Zawsze życzliwy, Julian Assange przypisuje takie zachowanie „wrażliwości publiczności angielskiej, niemieckiej i francuskiej”. Ja nie jestem tak uprzejmy; nazywam to tchórzostwem, lub jeśli wolicie, ostrożnością. Każdy dziennikarz przeciwstawiający się państwu żydowskiemu przejdzie gehennę. Mają tysiące blogerów i setki gazet, przygotowanych do zaatakowania w sposób zmasowany, jak kiedyś zaatakowali prezydenta Cartera. Ataki przeciwko mnie są na porządku dziennym, z całego świata: od wielkiej gazety norweskiej do mało znaczącego blogu z antypodów.

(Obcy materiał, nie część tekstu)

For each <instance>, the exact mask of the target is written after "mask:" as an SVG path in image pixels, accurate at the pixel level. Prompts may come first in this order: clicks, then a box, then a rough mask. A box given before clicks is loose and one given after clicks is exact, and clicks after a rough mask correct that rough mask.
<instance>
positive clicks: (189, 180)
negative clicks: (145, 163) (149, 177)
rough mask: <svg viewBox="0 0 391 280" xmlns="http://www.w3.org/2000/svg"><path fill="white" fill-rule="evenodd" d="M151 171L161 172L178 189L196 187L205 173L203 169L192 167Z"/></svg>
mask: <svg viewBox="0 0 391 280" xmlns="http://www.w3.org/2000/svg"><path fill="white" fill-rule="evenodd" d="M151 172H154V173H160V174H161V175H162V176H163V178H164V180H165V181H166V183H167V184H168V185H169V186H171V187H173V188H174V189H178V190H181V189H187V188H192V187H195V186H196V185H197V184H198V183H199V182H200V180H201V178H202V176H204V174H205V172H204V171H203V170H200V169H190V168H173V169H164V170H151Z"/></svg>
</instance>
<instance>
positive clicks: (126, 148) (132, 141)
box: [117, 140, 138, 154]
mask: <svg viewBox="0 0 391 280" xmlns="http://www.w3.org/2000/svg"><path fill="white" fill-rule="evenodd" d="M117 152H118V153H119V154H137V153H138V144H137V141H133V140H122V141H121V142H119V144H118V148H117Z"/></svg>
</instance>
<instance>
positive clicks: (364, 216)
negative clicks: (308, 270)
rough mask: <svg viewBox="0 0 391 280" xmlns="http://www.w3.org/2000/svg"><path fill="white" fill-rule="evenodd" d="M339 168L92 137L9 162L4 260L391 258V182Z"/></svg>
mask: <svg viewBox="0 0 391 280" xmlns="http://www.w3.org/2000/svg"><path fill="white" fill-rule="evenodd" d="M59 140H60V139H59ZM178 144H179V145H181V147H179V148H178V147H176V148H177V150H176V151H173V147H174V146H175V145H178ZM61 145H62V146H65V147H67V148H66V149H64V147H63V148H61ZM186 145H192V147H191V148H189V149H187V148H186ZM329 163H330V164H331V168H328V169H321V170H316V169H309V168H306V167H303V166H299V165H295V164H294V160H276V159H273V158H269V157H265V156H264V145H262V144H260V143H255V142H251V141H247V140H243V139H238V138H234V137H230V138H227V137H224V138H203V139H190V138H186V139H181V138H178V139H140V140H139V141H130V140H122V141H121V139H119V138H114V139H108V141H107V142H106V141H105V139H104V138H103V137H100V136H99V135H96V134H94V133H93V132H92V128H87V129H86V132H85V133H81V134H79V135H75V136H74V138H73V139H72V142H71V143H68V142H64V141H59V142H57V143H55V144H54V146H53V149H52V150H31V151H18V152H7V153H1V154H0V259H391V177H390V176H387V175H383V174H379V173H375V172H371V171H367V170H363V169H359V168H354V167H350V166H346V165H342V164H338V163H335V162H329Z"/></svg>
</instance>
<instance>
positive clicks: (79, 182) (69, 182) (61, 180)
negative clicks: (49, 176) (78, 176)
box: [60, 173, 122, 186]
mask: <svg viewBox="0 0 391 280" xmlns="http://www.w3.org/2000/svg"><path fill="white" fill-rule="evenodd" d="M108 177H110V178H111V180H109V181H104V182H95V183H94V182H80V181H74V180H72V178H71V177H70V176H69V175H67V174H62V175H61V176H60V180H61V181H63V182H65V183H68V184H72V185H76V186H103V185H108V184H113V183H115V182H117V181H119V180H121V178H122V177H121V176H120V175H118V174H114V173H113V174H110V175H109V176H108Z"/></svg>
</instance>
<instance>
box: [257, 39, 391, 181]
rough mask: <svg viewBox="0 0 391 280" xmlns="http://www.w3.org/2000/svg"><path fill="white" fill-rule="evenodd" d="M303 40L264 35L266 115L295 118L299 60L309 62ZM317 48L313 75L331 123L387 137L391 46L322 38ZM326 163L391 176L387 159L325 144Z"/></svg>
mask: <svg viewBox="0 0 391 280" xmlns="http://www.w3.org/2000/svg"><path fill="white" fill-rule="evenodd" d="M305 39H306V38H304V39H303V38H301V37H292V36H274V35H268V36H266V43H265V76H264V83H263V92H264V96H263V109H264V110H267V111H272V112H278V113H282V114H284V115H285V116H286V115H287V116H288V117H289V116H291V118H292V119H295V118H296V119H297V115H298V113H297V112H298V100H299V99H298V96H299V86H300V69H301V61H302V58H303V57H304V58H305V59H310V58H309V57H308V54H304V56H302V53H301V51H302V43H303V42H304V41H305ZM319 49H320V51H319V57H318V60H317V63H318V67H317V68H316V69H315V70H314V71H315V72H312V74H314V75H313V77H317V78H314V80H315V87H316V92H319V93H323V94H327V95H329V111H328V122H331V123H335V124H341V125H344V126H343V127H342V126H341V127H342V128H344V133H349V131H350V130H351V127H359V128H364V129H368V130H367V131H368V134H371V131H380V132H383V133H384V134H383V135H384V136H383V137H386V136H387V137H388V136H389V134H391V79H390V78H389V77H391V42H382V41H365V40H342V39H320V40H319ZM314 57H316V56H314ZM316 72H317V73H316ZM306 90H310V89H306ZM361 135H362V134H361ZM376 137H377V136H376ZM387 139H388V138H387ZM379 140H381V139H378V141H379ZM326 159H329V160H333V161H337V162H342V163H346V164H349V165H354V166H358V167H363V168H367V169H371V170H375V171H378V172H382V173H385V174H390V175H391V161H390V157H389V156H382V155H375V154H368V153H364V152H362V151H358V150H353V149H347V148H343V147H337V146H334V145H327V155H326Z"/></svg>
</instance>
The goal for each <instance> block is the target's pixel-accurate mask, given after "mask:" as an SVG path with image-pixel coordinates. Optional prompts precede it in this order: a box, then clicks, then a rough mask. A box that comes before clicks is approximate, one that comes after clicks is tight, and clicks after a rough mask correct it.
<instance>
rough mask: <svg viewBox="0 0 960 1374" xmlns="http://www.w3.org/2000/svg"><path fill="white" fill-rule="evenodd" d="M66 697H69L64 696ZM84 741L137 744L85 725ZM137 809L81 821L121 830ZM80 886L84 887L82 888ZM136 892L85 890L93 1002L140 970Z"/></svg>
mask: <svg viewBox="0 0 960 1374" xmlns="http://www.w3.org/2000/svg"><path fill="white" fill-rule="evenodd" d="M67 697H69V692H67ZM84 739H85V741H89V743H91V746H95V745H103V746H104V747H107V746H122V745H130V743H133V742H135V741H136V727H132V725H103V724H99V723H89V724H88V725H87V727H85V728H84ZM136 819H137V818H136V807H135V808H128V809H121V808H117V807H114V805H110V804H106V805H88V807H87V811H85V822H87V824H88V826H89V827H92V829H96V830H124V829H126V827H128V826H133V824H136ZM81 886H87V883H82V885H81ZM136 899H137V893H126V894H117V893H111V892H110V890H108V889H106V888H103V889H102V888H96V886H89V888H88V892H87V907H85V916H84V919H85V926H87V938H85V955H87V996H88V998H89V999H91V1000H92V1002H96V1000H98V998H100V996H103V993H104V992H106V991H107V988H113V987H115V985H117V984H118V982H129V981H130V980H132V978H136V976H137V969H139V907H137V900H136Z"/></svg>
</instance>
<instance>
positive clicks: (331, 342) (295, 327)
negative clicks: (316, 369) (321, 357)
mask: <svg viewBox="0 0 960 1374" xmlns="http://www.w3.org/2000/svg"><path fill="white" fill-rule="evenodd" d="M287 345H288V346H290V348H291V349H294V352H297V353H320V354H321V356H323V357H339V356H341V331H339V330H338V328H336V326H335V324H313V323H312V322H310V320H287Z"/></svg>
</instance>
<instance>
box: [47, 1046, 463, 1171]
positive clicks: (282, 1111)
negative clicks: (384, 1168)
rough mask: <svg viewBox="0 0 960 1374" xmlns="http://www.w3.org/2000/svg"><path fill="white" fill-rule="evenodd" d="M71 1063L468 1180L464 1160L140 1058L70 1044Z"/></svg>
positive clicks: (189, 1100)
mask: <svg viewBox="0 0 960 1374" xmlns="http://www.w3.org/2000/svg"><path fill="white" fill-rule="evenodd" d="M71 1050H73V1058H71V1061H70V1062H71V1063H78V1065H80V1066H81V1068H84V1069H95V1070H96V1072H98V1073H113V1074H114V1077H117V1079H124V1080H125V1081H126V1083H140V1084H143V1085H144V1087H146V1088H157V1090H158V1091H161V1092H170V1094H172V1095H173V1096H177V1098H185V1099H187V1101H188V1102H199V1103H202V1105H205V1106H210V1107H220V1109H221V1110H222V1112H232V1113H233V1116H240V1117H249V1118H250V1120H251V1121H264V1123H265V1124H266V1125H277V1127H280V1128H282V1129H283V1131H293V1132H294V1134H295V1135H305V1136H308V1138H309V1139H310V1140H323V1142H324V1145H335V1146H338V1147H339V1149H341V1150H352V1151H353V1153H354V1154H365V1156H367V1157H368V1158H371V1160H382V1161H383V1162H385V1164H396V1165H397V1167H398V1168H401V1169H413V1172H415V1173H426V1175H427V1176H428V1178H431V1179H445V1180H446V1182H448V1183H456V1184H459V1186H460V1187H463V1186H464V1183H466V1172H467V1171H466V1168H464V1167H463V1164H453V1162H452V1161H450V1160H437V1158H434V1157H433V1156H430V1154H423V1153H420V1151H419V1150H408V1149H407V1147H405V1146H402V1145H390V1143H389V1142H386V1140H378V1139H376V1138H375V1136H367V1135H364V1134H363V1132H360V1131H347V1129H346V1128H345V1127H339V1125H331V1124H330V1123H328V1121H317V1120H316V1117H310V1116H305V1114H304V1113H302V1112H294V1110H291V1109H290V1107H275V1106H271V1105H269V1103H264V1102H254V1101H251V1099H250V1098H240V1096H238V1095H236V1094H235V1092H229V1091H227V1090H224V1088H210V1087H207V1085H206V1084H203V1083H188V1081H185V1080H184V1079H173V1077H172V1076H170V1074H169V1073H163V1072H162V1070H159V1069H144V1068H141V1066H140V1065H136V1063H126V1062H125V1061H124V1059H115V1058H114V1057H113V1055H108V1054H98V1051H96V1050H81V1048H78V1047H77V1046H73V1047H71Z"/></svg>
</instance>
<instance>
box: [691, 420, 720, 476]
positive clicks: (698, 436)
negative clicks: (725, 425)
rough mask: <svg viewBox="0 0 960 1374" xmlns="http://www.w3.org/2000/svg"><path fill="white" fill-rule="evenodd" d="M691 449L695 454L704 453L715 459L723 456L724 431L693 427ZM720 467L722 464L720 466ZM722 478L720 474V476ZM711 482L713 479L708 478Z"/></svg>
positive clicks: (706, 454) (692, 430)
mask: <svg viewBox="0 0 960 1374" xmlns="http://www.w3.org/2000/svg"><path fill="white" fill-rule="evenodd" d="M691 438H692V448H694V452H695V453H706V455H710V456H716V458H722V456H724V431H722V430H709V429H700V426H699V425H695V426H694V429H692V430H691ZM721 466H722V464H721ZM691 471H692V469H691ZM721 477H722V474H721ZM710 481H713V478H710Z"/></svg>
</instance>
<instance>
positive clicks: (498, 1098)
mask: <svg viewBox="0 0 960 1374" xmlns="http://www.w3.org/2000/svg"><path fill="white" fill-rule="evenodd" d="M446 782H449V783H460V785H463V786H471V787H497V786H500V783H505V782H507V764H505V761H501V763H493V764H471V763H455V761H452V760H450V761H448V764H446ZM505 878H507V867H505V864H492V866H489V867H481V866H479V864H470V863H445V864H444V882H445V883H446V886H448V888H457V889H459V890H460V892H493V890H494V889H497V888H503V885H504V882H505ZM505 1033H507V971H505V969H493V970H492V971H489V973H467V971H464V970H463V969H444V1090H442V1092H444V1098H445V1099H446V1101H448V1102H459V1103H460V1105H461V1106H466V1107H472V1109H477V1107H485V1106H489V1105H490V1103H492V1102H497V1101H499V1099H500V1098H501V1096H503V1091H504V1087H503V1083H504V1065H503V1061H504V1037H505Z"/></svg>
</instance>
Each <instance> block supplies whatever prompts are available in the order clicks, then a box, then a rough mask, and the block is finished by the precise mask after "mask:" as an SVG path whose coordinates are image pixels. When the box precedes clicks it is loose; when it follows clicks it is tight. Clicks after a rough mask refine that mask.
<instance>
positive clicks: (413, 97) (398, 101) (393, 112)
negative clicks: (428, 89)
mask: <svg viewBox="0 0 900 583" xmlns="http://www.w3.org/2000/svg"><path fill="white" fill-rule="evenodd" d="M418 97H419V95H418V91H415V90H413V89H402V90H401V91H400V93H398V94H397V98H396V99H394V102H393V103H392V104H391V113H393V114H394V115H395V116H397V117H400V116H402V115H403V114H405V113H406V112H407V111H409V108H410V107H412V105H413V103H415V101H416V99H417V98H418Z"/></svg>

Dziesięć lat temu, młody dziennikarz szwedzki opisał historię, jak przedstawiciele Izraela współpracują ze szwedzkimi mediami i jak na nie wpływają. Zrobił wywiady z sześcioma kolegami. Niestety, później dwóch z tych sześciu zaprzeczyło swoim słowom. To jest normalne: ludzie pozostający w cieniu syjonistycznego roju często zaprzeczają temu, co powiedzieli. Obecnie mamy magnetofony, lecz nawet one nam nie pomogą, ponieważ zaprzeczający będzie po prostu twierdził, że jego słowa zostały wyjęte z kontekstu. Przez te dziesięć lat, rój ciągle atakował biednego dziennikarza.
W takiej sytuacji, media nurtu głównego po prostu nie mogą nam pomóc. Zawodowi dziennikarze muszą bronić swoich rodzin i karier. Jak przychodzi co do czego, nie możemy na nich liczyć. Dopóki depesze znajdują się w rękach mediów głównego nurtu, nigdy niczego nie będziemy dokładnie wiedzieć ani nigdy w pełni nie zrozumiemy, jaka prawda kryje się za dowolnym wydarzeniem związanym z Izraelem.
Dlatego musimy prosić Juliana Assange o udostępnienie stronom spoza nurtu głównego, dostępu do wszystkich nieopublikowanych materiałów. Jesteśmy mediami alternatywnymi, i jeśli chcemy być prawdziwą alternatywą, musimy dostać szansę na sprawdzenie się w ogniu polemik.